I have a matrix I want to transform, such that every feature in the transformed dataset has mean of 0 and variance of 1.

I have tried to use the following code:

scale <- function(train, test) 
{   
trainmean <- mean(train)
trainstd <- sd(train)
xout <- test
for (i in 1:length(train[1,])) {
    xout[,i] = xout[,i] - trainmean(i)
}
for (i in 1:lenght(train[1,])) {
    xout[,i] = xout[,i]/trainstd[i]
}

}
invisible(xout)

normalized <- scale(train, test)

This is, however, not working for me. Am I on the right track?

Edit: I am very new to the syntax!

Answer 1

Just suggesting another own written normalizing function avoiding apply with is from my experience slower than matrix computation:

m = matrix(rnorm(5000, 2, 3), 50, 100)

m_centred = m - m%*%rep(1,dim(m)[2])%*%rep(1, dim(m)[2])/dim(m)[2]
m_norm = m_centred/sqrt(m_centred^2%*%rep(1,dim(m)[2])/(dim(m)[2]-1))%*%rep(1,dim(m)[2])

## Verirication
rowMeans(m_norm)
apply(m_norm, 1, sd)

(Note that here row vectors are considered)

Answer 2

You can use the built-in scale function for this.
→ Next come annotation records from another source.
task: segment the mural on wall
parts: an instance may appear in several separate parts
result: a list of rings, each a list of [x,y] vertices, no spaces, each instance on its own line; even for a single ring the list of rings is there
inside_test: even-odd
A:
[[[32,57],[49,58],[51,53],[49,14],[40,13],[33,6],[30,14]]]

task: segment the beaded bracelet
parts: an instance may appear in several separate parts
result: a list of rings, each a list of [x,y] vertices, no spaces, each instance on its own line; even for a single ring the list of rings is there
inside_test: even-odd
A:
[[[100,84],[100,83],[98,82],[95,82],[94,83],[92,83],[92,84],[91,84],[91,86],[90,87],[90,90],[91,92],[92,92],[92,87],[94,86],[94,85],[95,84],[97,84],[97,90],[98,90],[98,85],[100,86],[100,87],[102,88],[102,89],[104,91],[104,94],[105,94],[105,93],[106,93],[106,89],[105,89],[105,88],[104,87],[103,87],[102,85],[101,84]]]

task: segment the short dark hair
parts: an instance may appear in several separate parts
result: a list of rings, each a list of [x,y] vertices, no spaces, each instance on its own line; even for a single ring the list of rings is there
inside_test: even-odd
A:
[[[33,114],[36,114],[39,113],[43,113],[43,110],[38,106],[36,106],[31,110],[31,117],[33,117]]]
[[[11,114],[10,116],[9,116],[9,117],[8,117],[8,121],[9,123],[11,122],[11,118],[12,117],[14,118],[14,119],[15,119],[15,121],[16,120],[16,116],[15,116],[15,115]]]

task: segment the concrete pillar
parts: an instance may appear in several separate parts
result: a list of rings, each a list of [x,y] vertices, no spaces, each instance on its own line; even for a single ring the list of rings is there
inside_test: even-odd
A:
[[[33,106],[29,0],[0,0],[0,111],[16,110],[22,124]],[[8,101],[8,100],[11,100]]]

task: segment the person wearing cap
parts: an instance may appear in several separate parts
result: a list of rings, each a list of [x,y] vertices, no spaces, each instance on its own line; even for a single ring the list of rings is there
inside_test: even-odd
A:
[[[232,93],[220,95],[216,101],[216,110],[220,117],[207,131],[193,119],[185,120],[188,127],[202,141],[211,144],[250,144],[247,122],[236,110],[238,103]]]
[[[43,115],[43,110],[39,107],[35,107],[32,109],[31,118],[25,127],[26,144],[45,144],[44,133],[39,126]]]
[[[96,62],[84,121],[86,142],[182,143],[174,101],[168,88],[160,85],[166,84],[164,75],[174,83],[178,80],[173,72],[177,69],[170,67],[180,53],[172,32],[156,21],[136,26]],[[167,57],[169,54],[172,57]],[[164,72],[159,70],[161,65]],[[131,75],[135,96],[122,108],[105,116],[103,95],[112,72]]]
Here's an example, where we fill a matrix with random uniform variates between 0 and 1 and centre and scale them to have 0 mean and unit standard deviation:

m <- matrix(runif(1000), ncol=4)    
m_scl <- scale(m)

Confirm that the column means are 0 (within tolerance) and their standard deviations are 1:

colMeans(m_scl)
# [1] -1.549004e-16 -2.490889e-17 -6.369905e-18 -1.706621e-17

apply(m_scl, 2, sd)
# [1] 1 1 1 1

See ?scale for more details.

To write your own normalisation function, you could use:

my_scale <- function(x) {
  apply(m, 2, function(x) {
    (x - mean(x))/sd(x)
  }) 
}

m_scl <- my_scale(m)

or the following, which is probably faster on larger matrices

my_scale <- function(x) sweep(sweep(x, 2, colMeans(x)), 2, apply(x, 2, sd), '/')